A L E X G A W R O N S K I

Merz Schmerz

Merz Schmerz (only the best), 2016

Alex Gawronski, Merz Schmerz 1Alex Gawronski, Merz Schmerz 2

Alex Gawronski: Merz Scmerz (only the best), 2016

(Collaged money on cardboard on paper)

‘Fundraiser’, 55 Sydenham Rd, Marrickville, curated by Iakovos Amperidis.

This work painstakingly recreated the composition of one of Kurt Scwitters’ famous Merz collages from 1930 except in this instance using real money. Seminal Dadaist Schwitters was perhaps best known for his ‘Merz’ collages and paintings. In these Schwitters deployed many banal found objects from train tickets, to napkins to match-books and canned food labels. The word Merz was drawn from Kommerz (German for commerce).  In true Dadaist spirit Schwitters’ works questioned traditional conceptions of artistic value by incorporating rubbish. In them rubbish was transformed into art, into Culture. Today such transformations have become so commonplace and their value so ambigiously relative that their critical impact has been greatly diluted.
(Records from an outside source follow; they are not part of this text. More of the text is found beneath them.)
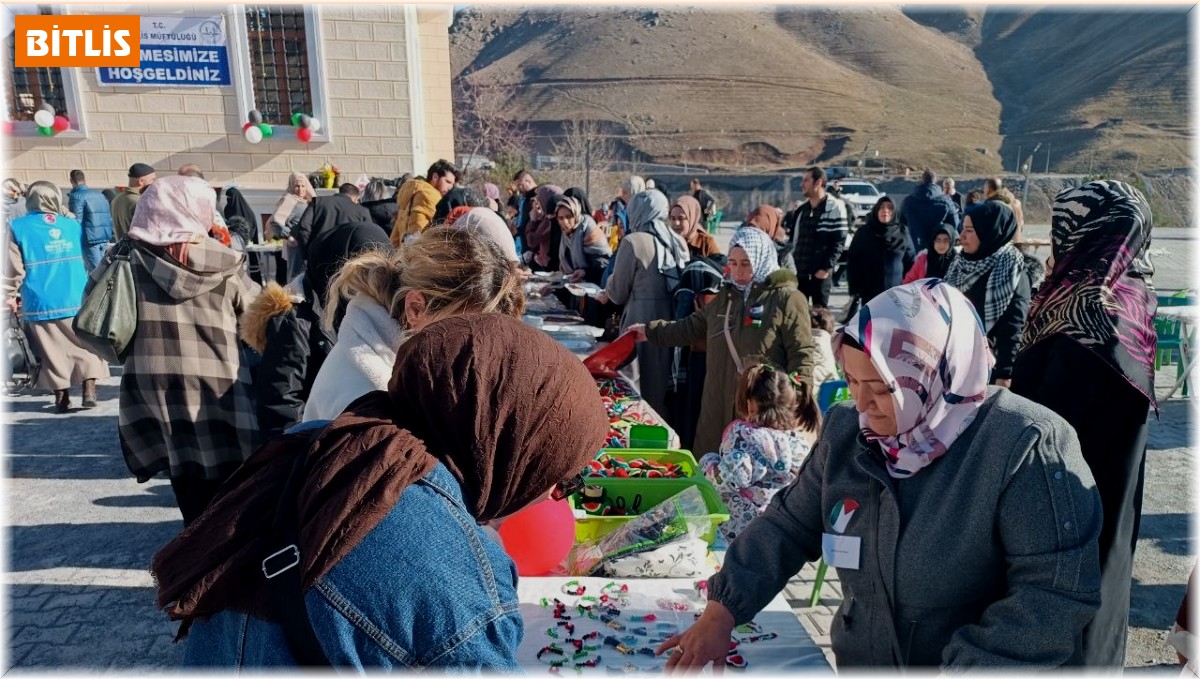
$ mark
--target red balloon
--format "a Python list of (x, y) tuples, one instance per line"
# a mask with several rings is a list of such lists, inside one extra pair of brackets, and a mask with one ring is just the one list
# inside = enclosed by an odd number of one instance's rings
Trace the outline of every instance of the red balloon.
[(254, 127), (256, 124), (257, 123), (246, 123), (245, 125), (242, 125), (242, 132), (245, 132), (246, 130), (250, 129), (251, 127)]
[(11, 120), (5, 120), (5, 121), (4, 121), (4, 134), (5, 134), (5, 136), (9, 136), (9, 137), (11, 137), (11, 136), (12, 136), (12, 132), (13, 132), (13, 124), (12, 124), (12, 121), (11, 121)]
[(71, 121), (66, 116), (54, 116), (54, 131), (65, 132), (71, 129)]
[(302, 127), (300, 129), (296, 130), (296, 138), (302, 142), (311, 141), (312, 140), (312, 130), (308, 129), (307, 127)]
[(575, 515), (566, 500), (543, 500), (505, 519), (499, 532), (519, 575), (546, 575), (575, 544)]

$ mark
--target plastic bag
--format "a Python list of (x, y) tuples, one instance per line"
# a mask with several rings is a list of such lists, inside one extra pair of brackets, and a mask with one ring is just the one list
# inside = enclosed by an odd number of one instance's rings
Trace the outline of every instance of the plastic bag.
[(689, 486), (611, 533), (575, 545), (567, 568), (572, 575), (615, 568), (640, 577), (690, 577), (704, 568), (707, 546), (697, 549), (695, 542), (703, 543), (707, 516), (700, 489)]
[(629, 365), (637, 354), (637, 339), (626, 332), (608, 345), (583, 359), (583, 365), (596, 377), (617, 377), (617, 370)]

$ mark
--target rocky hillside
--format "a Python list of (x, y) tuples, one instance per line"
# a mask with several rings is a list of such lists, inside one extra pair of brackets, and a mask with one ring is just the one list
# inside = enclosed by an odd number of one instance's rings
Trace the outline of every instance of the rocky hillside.
[(594, 120), (625, 157), (714, 168), (955, 173), (1190, 163), (1184, 11), (472, 7), (452, 70), (551, 136)]

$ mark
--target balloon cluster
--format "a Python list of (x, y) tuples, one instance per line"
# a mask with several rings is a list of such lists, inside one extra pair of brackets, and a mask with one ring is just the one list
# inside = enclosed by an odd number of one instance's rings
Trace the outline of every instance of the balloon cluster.
[(305, 143), (312, 141), (313, 133), (321, 130), (321, 121), (307, 113), (293, 113), (292, 125), (296, 127), (296, 138)]
[(43, 102), (37, 113), (33, 114), (33, 122), (37, 125), (38, 134), (43, 137), (52, 137), (71, 129), (71, 121), (66, 116), (56, 115), (54, 106), (49, 102)]
[(257, 144), (275, 134), (275, 128), (264, 123), (262, 114), (257, 110), (250, 111), (246, 117), (249, 122), (242, 125), (242, 136), (251, 144)]

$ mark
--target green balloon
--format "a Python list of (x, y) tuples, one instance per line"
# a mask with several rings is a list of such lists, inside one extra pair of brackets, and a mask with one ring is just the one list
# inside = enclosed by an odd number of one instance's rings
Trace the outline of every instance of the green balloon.
[(303, 114), (303, 113), (300, 113), (299, 111), (297, 111), (296, 113), (293, 113), (293, 114), (292, 114), (292, 125), (293, 125), (293, 126), (299, 126), (299, 125), (300, 125), (300, 116), (302, 116), (302, 115), (304, 115), (304, 114)]
[(52, 137), (52, 136), (54, 136), (54, 128), (53, 127), (39, 127), (38, 134), (42, 135), (43, 137)]
[(270, 125), (268, 125), (266, 123), (259, 123), (258, 129), (262, 130), (264, 138), (270, 137), (271, 135), (275, 134), (275, 128), (271, 127)]

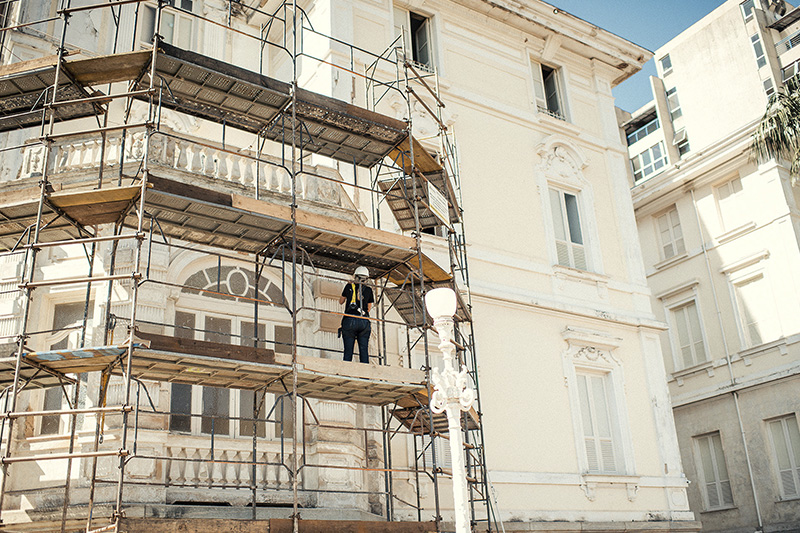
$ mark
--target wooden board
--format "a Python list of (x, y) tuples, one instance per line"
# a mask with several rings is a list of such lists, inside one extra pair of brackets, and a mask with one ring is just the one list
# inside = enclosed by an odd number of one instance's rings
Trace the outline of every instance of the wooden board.
[(153, 57), (151, 50), (66, 61), (67, 70), (84, 85), (102, 85), (138, 78)]
[[(411, 144), (408, 142), (408, 137), (395, 147), (394, 150), (389, 152), (389, 157), (394, 161), (397, 166), (402, 167), (406, 174), (411, 174)], [(442, 165), (440, 165), (428, 151), (422, 147), (418, 140), (411, 137), (411, 142), (414, 146), (414, 166), (417, 170), (426, 174), (428, 172), (441, 172)]]
[[(291, 533), (292, 520), (121, 518), (119, 533)], [(300, 533), (432, 533), (435, 522), (300, 520)]]
[(48, 201), (84, 226), (110, 224), (121, 219), (141, 187), (109, 187), (80, 192), (54, 193)]

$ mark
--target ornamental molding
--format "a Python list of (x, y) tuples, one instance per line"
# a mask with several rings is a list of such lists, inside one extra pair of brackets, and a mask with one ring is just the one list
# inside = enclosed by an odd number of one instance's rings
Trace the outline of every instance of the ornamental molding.
[(540, 158), (537, 169), (548, 178), (573, 184), (578, 188), (583, 188), (586, 184), (583, 169), (587, 167), (588, 159), (583, 150), (567, 137), (550, 135), (536, 147), (536, 153)]

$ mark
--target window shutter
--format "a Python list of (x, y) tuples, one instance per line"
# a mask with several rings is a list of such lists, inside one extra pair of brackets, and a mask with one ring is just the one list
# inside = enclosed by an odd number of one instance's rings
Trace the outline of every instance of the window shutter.
[(800, 495), (797, 486), (800, 476), (800, 436), (797, 431), (797, 418), (791, 416), (774, 420), (769, 423), (769, 429), (783, 496), (798, 496)]
[(664, 252), (664, 259), (669, 259), (675, 255), (675, 248), (672, 246), (672, 236), (669, 231), (667, 215), (658, 217), (658, 232), (661, 235), (661, 247)]
[(607, 376), (578, 375), (586, 463), (589, 472), (617, 472)]
[(678, 210), (673, 209), (669, 212), (670, 222), (672, 224), (672, 238), (675, 241), (675, 254), (682, 254), (686, 251), (683, 243), (683, 231), (681, 231), (681, 221), (678, 217)]
[(584, 250), (583, 246), (580, 244), (573, 244), (572, 255), (575, 258), (575, 268), (579, 268), (581, 270), (588, 269), (588, 266), (586, 265), (586, 251)]
[(531, 61), (533, 71), (533, 92), (536, 98), (536, 106), (539, 109), (547, 109), (547, 99), (544, 92), (544, 79), (542, 78), (542, 66), (536, 61)]

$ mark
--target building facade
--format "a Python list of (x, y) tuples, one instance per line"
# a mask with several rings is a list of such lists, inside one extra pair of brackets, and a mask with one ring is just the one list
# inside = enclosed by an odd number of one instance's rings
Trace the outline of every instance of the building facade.
[(796, 530), (797, 188), (750, 145), (796, 71), (798, 11), (728, 1), (656, 51), (622, 120), (689, 486), (706, 531)]
[[(90, 2), (71, 5), (84, 4)], [(5, 32), (4, 62), (11, 72), (59, 48), (69, 51), (67, 61), (116, 56), (146, 50), (156, 32), (178, 50), (169, 57), (186, 58), (181, 51), (191, 51), (202, 56), (191, 56), (192, 64), (209, 71), (235, 67), (274, 80), (296, 79), (304, 89), (335, 99), (331, 108), (369, 108), (389, 117), (387, 124), (409, 122), (419, 149), (438, 153), (431, 160), (448, 152), (440, 144), (442, 131), (447, 139), (455, 137), (464, 213), (456, 224), (469, 229), (462, 244), (470, 285), (460, 288), (462, 298), (471, 301), (480, 361), (477, 416), (491, 484), (485, 498), (509, 532), (698, 529), (665, 385), (663, 353), (670, 352), (662, 352), (664, 324), (652, 309), (629, 188), (622, 179), (628, 156), (611, 95), (613, 86), (649, 59), (647, 50), (541, 1), (326, 0), (300, 2), (297, 12), (292, 4), (271, 1), (162, 4), (160, 9), (155, 2), (139, 2), (115, 6), (113, 12), (75, 11), (62, 47), (64, 12), (56, 2), (13, 2), (6, 14), (6, 26), (14, 29)], [(302, 31), (290, 28), (291, 20), (299, 20)], [(261, 46), (267, 41), (270, 46)], [(407, 60), (435, 94), (419, 85), (412, 85), (421, 94), (416, 99), (398, 95), (396, 87), (382, 94), (388, 85), (374, 80), (391, 79), (397, 65), (379, 58), (398, 48), (400, 63)], [(189, 74), (180, 81), (196, 82)], [(119, 81), (109, 83), (117, 85), (104, 92), (124, 92)], [(244, 98), (244, 92), (221, 96), (219, 86), (209, 82), (202, 106), (185, 112), (170, 103), (185, 94), (185, 85), (176, 79), (170, 83), (169, 91), (160, 93), (165, 109), (159, 101), (155, 115), (142, 102), (108, 103), (105, 127), (130, 121), (152, 128), (148, 124), (157, 120), (159, 135), (120, 128), (99, 137), (94, 118), (75, 117), (56, 124), (51, 136), (65, 135), (54, 137), (46, 152), (30, 141), (38, 126), (3, 133), (7, 147), (21, 147), (3, 156), (1, 179), (9, 198), (39, 183), (46, 165), (52, 165), (48, 177), (56, 191), (89, 179), (123, 181), (145, 166), (154, 176), (181, 184), (169, 191), (178, 197), (197, 188), (249, 198), (255, 189), (259, 201), (285, 207), (295, 193), (298, 209), (327, 217), (329, 227), (369, 227), (412, 242), (418, 238), (425, 257), (445, 269), (455, 262), (466, 270), (464, 258), (456, 257), (452, 241), (442, 236), (446, 224), (424, 233), (404, 228), (374, 190), (379, 180), (369, 170), (327, 157), (322, 149), (287, 164), (295, 152), (285, 142), (262, 147), (260, 138), (254, 141), (232, 121), (209, 119), (215, 105), (222, 105), (212, 97)], [(205, 98), (202, 90), (197, 94)], [(316, 132), (309, 128), (306, 134)], [(303, 133), (294, 135), (303, 142)], [(301, 164), (301, 173), (293, 172)], [(166, 181), (158, 183), (157, 194), (168, 196), (159, 189)], [(203, 202), (211, 203), (212, 197), (206, 194)], [(191, 202), (183, 209), (183, 214), (192, 212)], [(240, 259), (230, 257), (234, 252), (209, 252), (208, 243), (192, 240), (210, 231), (215, 213), (227, 216), (225, 209), (204, 213), (202, 228), (190, 225), (196, 233), (179, 233), (183, 214), (172, 213), (179, 220), (170, 218), (163, 230), (169, 246), (158, 239), (141, 248), (106, 242), (88, 261), (106, 275), (146, 266), (152, 281), (136, 290), (130, 280), (88, 291), (85, 286), (37, 288), (26, 304), (14, 293), (24, 269), (14, 255), (5, 259), (4, 283), (11, 291), (2, 311), (7, 344), (16, 346), (12, 341), (23, 309), (31, 317), (30, 331), (38, 332), (25, 346), (33, 353), (119, 344), (126, 338), (126, 320), (132, 320), (126, 309), (136, 298), (143, 334), (196, 346), (255, 339), (259, 347), (267, 339), (275, 356), (290, 354), (295, 344), (299, 355), (338, 363), (339, 318), (326, 311), (338, 309), (344, 277), (315, 271), (313, 279), (298, 284), (291, 272), (269, 268), (254, 277)], [(186, 216), (190, 224), (194, 219)], [(162, 231), (153, 222), (149, 227), (151, 234)], [(111, 230), (99, 231), (109, 236)], [(13, 242), (8, 248), (16, 250)], [(39, 254), (36, 279), (78, 277), (87, 267), (86, 255), (81, 247), (48, 248)], [(286, 312), (290, 300), (303, 302), (294, 316)], [(382, 366), (436, 366), (438, 360), (429, 360), (425, 350), (435, 343), (433, 337), (408, 342), (414, 324), (398, 325), (402, 320), (396, 313), (388, 309), (384, 324), (376, 326), (381, 336), (373, 336)], [(195, 372), (186, 364), (189, 374)], [(335, 373), (332, 368), (328, 371)], [(398, 438), (389, 459), (386, 440), (376, 436), (387, 433), (382, 432), (386, 412), (374, 407), (319, 394), (311, 395), (309, 406), (292, 406), (286, 393), (258, 396), (235, 383), (170, 381), (134, 387), (143, 414), (137, 418), (137, 449), (127, 460), (125, 475), (133, 483), (122, 492), (123, 503), (130, 516), (153, 519), (150, 527), (159, 527), (156, 518), (288, 516), (294, 503), (306, 519), (380, 519), (390, 507), (391, 518), (399, 521), (435, 520), (438, 513), (444, 523), (437, 529), (449, 530), (453, 504), (445, 439), (433, 436), (423, 449), (416, 447), (416, 437)], [(106, 383), (102, 375), (89, 375), (81, 383), (86, 398), (76, 399), (82, 405), (98, 407), (93, 398), (104, 387), (108, 405), (126, 403), (117, 378)], [(18, 411), (61, 408), (63, 414), (17, 424), (9, 440), (13, 453), (6, 449), (6, 456), (69, 454), (75, 442), (82, 451), (97, 449), (92, 447), (98, 440), (96, 418), (70, 414), (64, 396), (74, 391), (51, 386), (23, 392)], [(265, 419), (257, 405), (267, 405)], [(292, 409), (296, 417), (287, 416)], [(314, 418), (309, 425), (288, 427), (307, 412)], [(119, 431), (122, 416), (103, 420), (101, 450), (125, 442)], [(304, 470), (299, 495), (289, 476), (296, 470), (285, 467), (301, 453), (287, 444), (289, 434), (302, 439), (303, 460), (309, 461), (304, 464), (334, 465)], [(414, 480), (409, 470), (428, 459), (437, 468), (425, 475), (445, 478), (441, 487)], [(79, 520), (85, 502), (95, 502), (98, 516), (113, 518), (115, 461), (82, 457), (11, 466), (4, 521), (57, 522), (67, 504), (74, 513), (70, 519)], [(71, 491), (69, 500), (65, 488)], [(483, 527), (476, 522), (476, 528)]]

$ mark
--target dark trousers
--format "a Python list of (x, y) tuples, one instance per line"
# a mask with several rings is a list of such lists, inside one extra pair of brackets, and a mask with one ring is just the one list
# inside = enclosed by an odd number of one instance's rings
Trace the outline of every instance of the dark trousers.
[(358, 353), (362, 363), (369, 363), (369, 335), (372, 331), (369, 320), (346, 315), (342, 319), (344, 360), (353, 360), (353, 347), (358, 341)]

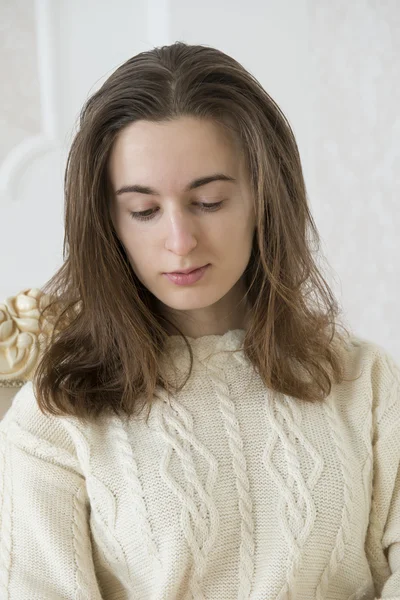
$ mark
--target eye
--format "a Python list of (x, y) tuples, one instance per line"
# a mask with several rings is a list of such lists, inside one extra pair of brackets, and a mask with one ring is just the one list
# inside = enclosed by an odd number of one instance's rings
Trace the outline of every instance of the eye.
[(149, 219), (153, 218), (154, 211), (152, 212), (152, 209), (149, 208), (148, 210), (144, 210), (142, 212), (130, 211), (129, 214), (132, 217), (132, 219), (137, 219), (138, 221), (148, 221)]
[[(220, 202), (212, 202), (211, 204), (208, 204), (206, 202), (198, 202), (198, 203), (194, 203), (194, 204), (198, 204), (200, 210), (204, 211), (204, 212), (214, 212), (216, 210), (218, 210), (221, 206), (222, 206), (223, 200), (221, 200)], [(142, 212), (132, 212), (130, 211), (130, 216), (132, 217), (132, 219), (137, 219), (138, 221), (148, 221), (149, 219), (152, 219), (153, 216), (155, 215), (155, 213), (157, 212), (158, 209), (151, 209), (149, 208), (148, 210), (144, 210)]]
[(199, 205), (201, 206), (200, 210), (212, 212), (220, 208), (220, 206), (222, 205), (222, 200), (221, 202), (212, 202), (211, 204), (207, 204), (207, 202), (199, 202)]

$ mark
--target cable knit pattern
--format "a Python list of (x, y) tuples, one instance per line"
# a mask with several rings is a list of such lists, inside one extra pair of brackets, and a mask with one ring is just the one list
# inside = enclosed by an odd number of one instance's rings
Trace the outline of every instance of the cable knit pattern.
[(85, 520), (86, 514), (83, 507), (86, 490), (84, 484), (78, 489), (77, 494), (73, 498), (73, 523), (72, 534), (74, 541), (75, 563), (76, 563), (76, 589), (77, 600), (91, 600), (89, 582), (87, 573), (90, 573), (92, 565), (88, 560), (89, 556), (83, 549), (87, 540), (85, 539)]
[(241, 515), (241, 540), (240, 540), (240, 566), (239, 566), (239, 592), (238, 599), (245, 600), (250, 597), (251, 582), (254, 572), (254, 519), (250, 494), (249, 478), (247, 476), (246, 457), (243, 451), (243, 439), (240, 425), (235, 414), (235, 403), (229, 396), (229, 388), (223, 369), (217, 367), (209, 369), (210, 377), (215, 385), (215, 390), (220, 401), (220, 410), (224, 427), (228, 436), (229, 448), (232, 453), (232, 465), (236, 478), (236, 489), (239, 499)]
[(329, 581), (337, 572), (340, 562), (344, 559), (346, 547), (351, 541), (351, 520), (352, 512), (355, 509), (355, 501), (352, 493), (352, 473), (348, 468), (345, 450), (347, 446), (346, 439), (343, 436), (343, 431), (340, 427), (338, 427), (338, 423), (340, 422), (338, 408), (332, 402), (331, 398), (325, 402), (324, 408), (343, 475), (343, 509), (340, 527), (336, 535), (335, 545), (332, 549), (329, 563), (326, 565), (317, 587), (317, 600), (323, 600), (325, 598), (327, 589), (329, 587)]
[[(1, 600), (400, 600), (399, 366), (353, 337), (358, 378), (309, 403), (243, 338), (189, 338), (147, 422), (43, 415), (24, 385), (0, 422)], [(171, 336), (160, 368), (188, 366)]]
[[(156, 418), (160, 433), (166, 442), (160, 473), (181, 503), (181, 527), (193, 556), (193, 576), (189, 589), (193, 598), (202, 599), (204, 595), (201, 590), (201, 579), (219, 526), (218, 511), (212, 496), (218, 475), (218, 464), (215, 457), (196, 439), (193, 418), (183, 406), (172, 400), (170, 406), (164, 406), (163, 410), (157, 411)], [(169, 467), (173, 453), (176, 453), (181, 463), (186, 489), (179, 485), (171, 474)], [(194, 462), (196, 454), (207, 463), (205, 484), (196, 471)], [(199, 508), (198, 503), (200, 503)]]
[(113, 417), (110, 420), (110, 430), (115, 439), (115, 444), (118, 446), (121, 464), (126, 478), (126, 486), (128, 486), (132, 492), (132, 508), (138, 523), (138, 529), (141, 533), (142, 543), (144, 547), (147, 548), (148, 555), (156, 562), (157, 567), (161, 568), (162, 565), (160, 562), (159, 550), (155, 543), (153, 532), (151, 531), (144, 492), (139, 477), (139, 469), (132, 452), (132, 446), (129, 443), (126, 424), (122, 419)]
[[(269, 402), (267, 399), (265, 408), (271, 435), (264, 450), (263, 460), (278, 489), (278, 511), (290, 551), (287, 581), (277, 596), (277, 600), (281, 600), (287, 598), (290, 589), (293, 588), (302, 548), (314, 525), (316, 510), (311, 492), (320, 477), (323, 461), (301, 431), (299, 407), (294, 404), (289, 407), (286, 398), (281, 394), (278, 402)], [(313, 466), (307, 481), (301, 473), (296, 441), (309, 453), (312, 461)], [(285, 457), (283, 473), (279, 472), (273, 459), (278, 444), (282, 446)]]
[[(86, 489), (90, 498), (92, 508), (92, 527), (101, 532), (100, 540), (104, 557), (108, 560), (108, 554), (120, 567), (119, 573), (124, 579), (128, 589), (131, 586), (130, 572), (123, 548), (114, 536), (117, 503), (113, 493), (108, 487), (91, 472), (91, 451), (85, 436), (75, 427), (72, 420), (66, 422), (66, 427), (76, 441), (77, 456), (85, 474)], [(110, 563), (109, 563), (110, 564)]]

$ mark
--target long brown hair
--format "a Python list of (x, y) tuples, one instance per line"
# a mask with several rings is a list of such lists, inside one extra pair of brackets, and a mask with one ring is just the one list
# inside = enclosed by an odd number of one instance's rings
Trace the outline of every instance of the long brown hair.
[[(332, 381), (344, 378), (341, 348), (349, 332), (316, 264), (319, 234), (292, 129), (236, 60), (178, 42), (129, 59), (81, 111), (65, 172), (64, 263), (43, 288), (53, 297), (46, 318), (54, 331), (34, 385), (45, 413), (136, 415), (157, 386), (177, 389), (159, 368), (167, 321), (112, 225), (107, 165), (129, 123), (183, 115), (227, 127), (249, 170), (257, 227), (245, 271), (246, 356), (266, 386), (305, 401), (325, 399)], [(185, 342), (189, 377), (193, 356)]]

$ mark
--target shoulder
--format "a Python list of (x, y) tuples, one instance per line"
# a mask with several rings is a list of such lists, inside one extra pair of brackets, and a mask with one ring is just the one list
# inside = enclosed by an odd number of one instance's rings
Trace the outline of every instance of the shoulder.
[(393, 354), (377, 342), (354, 335), (345, 347), (344, 366), (345, 377), (354, 378), (352, 390), (368, 397), (375, 425), (400, 422), (400, 366)]
[(17, 392), (0, 421), (0, 437), (38, 458), (80, 471), (71, 435), (73, 427), (74, 419), (44, 414), (40, 410), (29, 381)]
[(384, 346), (353, 335), (349, 338), (345, 352), (345, 367), (348, 372), (359, 369), (361, 376), (370, 379), (371, 383), (378, 387), (399, 383), (399, 362)]

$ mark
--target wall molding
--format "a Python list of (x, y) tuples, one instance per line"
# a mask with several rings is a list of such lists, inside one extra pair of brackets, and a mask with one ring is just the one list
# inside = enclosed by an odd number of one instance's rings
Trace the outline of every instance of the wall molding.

In Merz Schmerz Schwitters’ Modernist process is reversed; value (as literalised by money) is transformed into rubbish (money cut-up). Painstakingly retaining the formal composition of Schwitters’ original, the work asked what the value of art is when the hidden game of investment speculation, that propels the globalised art market, is foregrounded. Is the work less valuable for this fact if the work can only be valued according to the actual worth of the materials (in this case money) used to produce it? The Schmerz (Pain) of the title is accounted for by this very contemporaneously accute dilemma. Can contemporary art amount to more than its speculated (hierarchically arbitrary) value?